When Pot Was First Made Illegal, and the manufacturing of consent

VWFringe

Naruto Fan
i was in anger management class the other week, and spouted off about how the government should give pot back to us, that they took it, and it belongs to the people, and should give it back! (damn it!)

the teacher said that "it's interesting that the reasons it was first made illegal were mostly racist in nature."

and in a flash of anger i said, (and I don't think i put this together for myself until that moment)

"No, that was just how they manufactured consent among the public, the real reasons were that Hearst wanted to protect his forestry investments!"

i guess i'm wondering if this is common knowledge, or still not the full picture, since i'm sure their were social conservatives among the GOP that had to be appeased same as today...but i like the conspiracy theory nature of William Randolf Hearst fighting to protect his forestry and paper profits.
 
VWFringe,

djonkoman

Well-Known Member
well for me it is... I think it's common knowledge among evertyone who has read up on it a bit, but all my friends are unaware of it(or at least untill I told them... they call me the weedencyclopedia sometimes)
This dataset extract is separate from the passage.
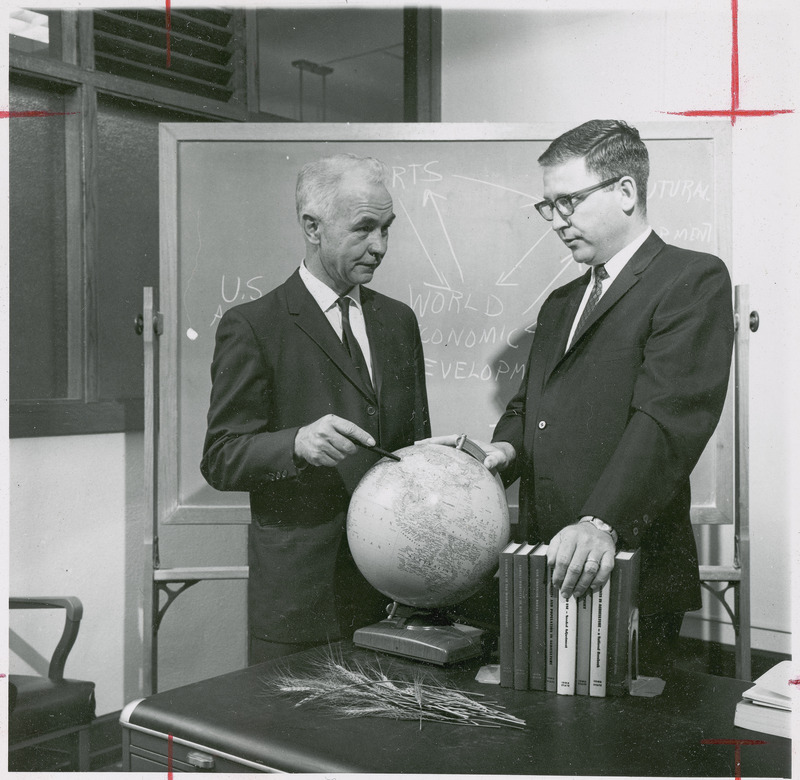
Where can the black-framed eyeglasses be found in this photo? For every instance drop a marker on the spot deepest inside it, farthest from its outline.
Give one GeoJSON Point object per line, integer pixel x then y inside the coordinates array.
{"type": "Point", "coordinates": [565, 204]}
the first ilegalisation was in south-africa btw as far as I know
 
djonkoman,

VWFringe

Naruto Fan
oh, jeez, don't tell me that's where Hearst borrowed the idea of making it racial from?!
 
VWFringe,

djonkoman

Well-Known Member
well I don't remember exactly but as far as I know the illegalisation started in south africa(indeed because of racial reasons, the aparthead regime was still in power back then), and on some world conference or UN meeting or so they pleaed for illegalisation I think
but you'll have to google it for more details, because I forgot them(I think I got it from a site with the history of hemp back untill a few thousand years ago when it was first used by the chinese as medicine, there was a page about the chinese, the indians, the use of hashish in the middle east, and the last page was the illegalisation in modern times, very informative and usefull site, also with mentions of romans having a desert with weed in it, and the scythians or so who used to use weed and 'get drunk' from it according to history writers)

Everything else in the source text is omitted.